22 messages · R. Michael Weylandt, Terry Therneau, Kevin Coombes +11 more

#
There is a central assertion to this argument that I don't follow:
This is a very strong assertion. What is the evidence for it?

  I write a lot of Sweave/knitr in house as a way of documenting complex analyses, and a 
glm() based logistic regression looks the same yesterday as it will tomorrow.

Terry Therneau
#
On Mar 20, 2014, at 8:19, "Therneau, Terry M., Ph.D." <therneau at mayo.edu> wrote:

            
If I've understood Jeroen correctly, his point might be alternatively phrased as "won't be reproducED" (i.e., end user difficulties, not software availability).

Michael
#
On 03/20/2014 07:48 AM, Michael Weylandt wrote:
That was my point as well.  Of the 30+ Sweave documents that I've produced I can't think 
of one that will change its output with a new version of R.  My 0/30 estimate is at odds 
with the "nearly all" assertion.  Perhaps I only do dull things?

Terry T.
#
On 3/20/2014 9:00 AM, Therneau, Terry M., Ph.D. wrote:
The only concrete example that comes to mind from my own Sweave reports 
was actually caused by BioConductor and not CRAN. I had a set of 
analyses that used DNAcopy, and the results changed substantially with a 
new release of the package in which they changed the default values to 
the main function call.   As a result, I've taken to writing out more of 
the defaults that I previously just accepted.  There have been a few 
minor issues similar to this one (with changes to parts of the Mclust 
package ??). So my estimates are somewhat higher than 0/30 but are still 
a long way from "almost all".

Kevin
#
No attempt to summarize the thread, but a few highlighted points:

 o Karl's suggestion of versioned / dated access to the repo by adding a
   layer to webaccess is (as usual) nice.  It works on the 'supply' side. But
   Jeroen's problem is on the demand side.  Even when we know that an
   analysis was done on 20xx-yy-zz, and we reconstruct CRAN that day, it only
   gives us a 'ceiling' estimate of what was on the machine.  In production
   or lab environments, installations get stale.  Maybe packages were already
   a year old?  To me, this is an issue that needs to be addressed on the
   'demand' side of the user. But just writing out version numbers is not
   good enough.

 o Roger correctly notes that R scripts and packages are just one issue.
   Compilers, libraries and the OS matter.  To me, the natural approach these
   days would be to think of something based on Docker or Vagrant or (if you
   must, VirtualBox).  The newer alternatives make snapshotting very cheap
   (eg by using Linux LXC).  That approach reproduces a full environemnt as
   best as we can while still ignoring the hardware layer (and some readers
   may recall the infamous Pentium bug of two decades ago).
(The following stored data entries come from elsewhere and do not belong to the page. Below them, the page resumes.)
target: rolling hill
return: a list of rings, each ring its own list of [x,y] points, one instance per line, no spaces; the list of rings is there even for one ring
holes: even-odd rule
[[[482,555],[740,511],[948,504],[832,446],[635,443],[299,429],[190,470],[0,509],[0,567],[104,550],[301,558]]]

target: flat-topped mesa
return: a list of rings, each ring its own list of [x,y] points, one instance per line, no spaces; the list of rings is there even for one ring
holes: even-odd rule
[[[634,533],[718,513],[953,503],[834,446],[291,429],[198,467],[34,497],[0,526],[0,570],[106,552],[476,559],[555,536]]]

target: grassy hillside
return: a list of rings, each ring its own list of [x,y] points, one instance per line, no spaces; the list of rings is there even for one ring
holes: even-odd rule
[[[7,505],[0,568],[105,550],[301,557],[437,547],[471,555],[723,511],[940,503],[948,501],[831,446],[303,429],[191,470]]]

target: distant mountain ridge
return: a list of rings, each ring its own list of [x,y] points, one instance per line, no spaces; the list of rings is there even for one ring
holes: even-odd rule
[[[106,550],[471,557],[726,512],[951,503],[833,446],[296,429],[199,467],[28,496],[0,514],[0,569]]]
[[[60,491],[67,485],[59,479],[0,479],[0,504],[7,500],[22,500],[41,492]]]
 o Reproduciblity will probably remain the responsibility of study
   authors. If an investigator on a mega-grant wants to (or needs to) freeze,
   they do have the tools now.  Requiring the need of a few to push work on
   those already overloaded (ie CRAN) and changing the workflow of everybody
   is a non-starter.

 o As Terry noted, Jeroen made some strong claims about exactly how flawed
   the existing system is and keeps coming back to the example of 'a JSS
   paper that cannot be re-run'.  I would really like to see empirics on
   this.  Studies of reproducibility appear to be publishable these days, so
   maybe some enterprising grad student wants to run with the idea of
   actually _testing_ this.  We maybe be above Terry's 0/30 and nearer to
   Kevin's 'low'/30.  But let's bring some data to the debate.

 o Overall, I would tend to think that our CRAN standards of releasing with
   tests, examples, and checks on every build and release already do a much
   better job of keeping things tidy and workable than in most if not all
   other related / similar open source projects. I would of course welcome
   contradictory examples.

Dirk
#
On Thu, Mar 20, 2014 at 7:32 AM, Dirk Eddelbuettel <edd at debian.org> wrote:
[snip]
It was a "Flaw" not a "Bug".  At least I remember the Intel people
making a big deal about that distinction.
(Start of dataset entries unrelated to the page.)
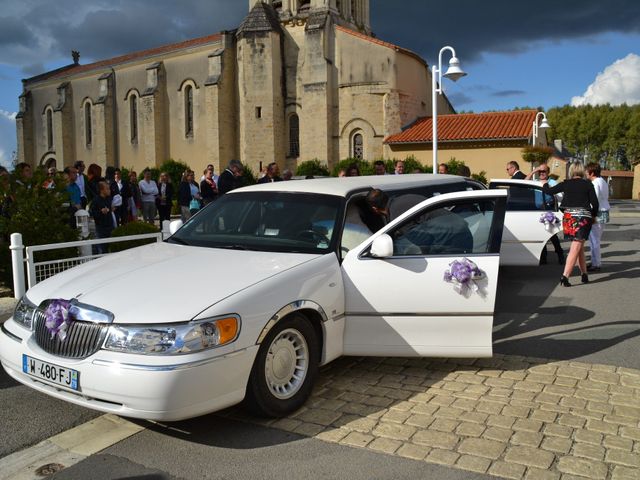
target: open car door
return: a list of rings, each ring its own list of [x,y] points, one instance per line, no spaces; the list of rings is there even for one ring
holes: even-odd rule
[[[350,250],[344,354],[490,356],[506,197],[432,197]]]
[[[535,181],[491,180],[489,188],[508,192],[501,264],[538,265],[542,249],[552,236],[562,230],[562,216],[558,213],[555,198],[545,195],[542,185]],[[541,222],[540,218],[546,212],[550,212],[557,221]]]

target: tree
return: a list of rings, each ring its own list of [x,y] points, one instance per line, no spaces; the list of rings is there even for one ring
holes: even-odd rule
[[[640,155],[640,105],[583,105],[547,112],[549,136],[564,141],[569,152],[607,168],[628,169]]]

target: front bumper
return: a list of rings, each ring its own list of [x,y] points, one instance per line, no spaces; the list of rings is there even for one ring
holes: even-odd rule
[[[11,377],[76,405],[162,421],[196,417],[242,401],[259,348],[255,345],[216,357],[210,350],[163,358],[100,350],[88,358],[71,360],[41,350],[31,333],[13,319],[2,326],[0,362]],[[80,390],[66,390],[23,373],[23,354],[77,370]]]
But I do remember the time well, I was a biostatistics Ph.D. student
at the time and bought one of the flawed pentiums.  My attempts at
getting the chip replaced resulted in a major run around and each
person that I talked to would first try to explain that I really did
not need the fix because the only people likely to be affected were
large corporations and research scientists.  I will admit that I was
not a large corporation, but if a Ph.D. student in biostatistics is
not a research scientist, then I did not know what they defined one
as.  When I pointed this out they would usually then say that it still
would not matter, unless I did a few thousand floating point
operations I was unlikely to encounter one of the problematic
divisions.  I would then point out that some days I did over 10,000
floating point operations before breakfast (I had checked after the
1st person told me this and 10,000 was a low estimate of a lower bound
of one set of simulations) at which point they would admit that I had
a case and then send me to talk to someone else who would start the
process over.



[snip]

  
    
#
On Mar 20, 2014, at 12:23 PM, Greg Snow <538280 at gmail.com> wrote:

            
Further segue:

That (1994) was a watershed moment for Intel as a company. A time during which Intel's future was quite literally at stake. Intel's internal response to that debacle, which fundamentally altered their own perception of just who their customer was (the OEM's like IBM, COMPAQ and Dell versus the end users like us), took time to be realized, as the impact of increasingly negative PR took hold. It was also a good example of the impact of public perception (a flawed product) versus the realities of how infrequently the flaw would be observed in "typical" computing. "Perception is reality", as some would observe.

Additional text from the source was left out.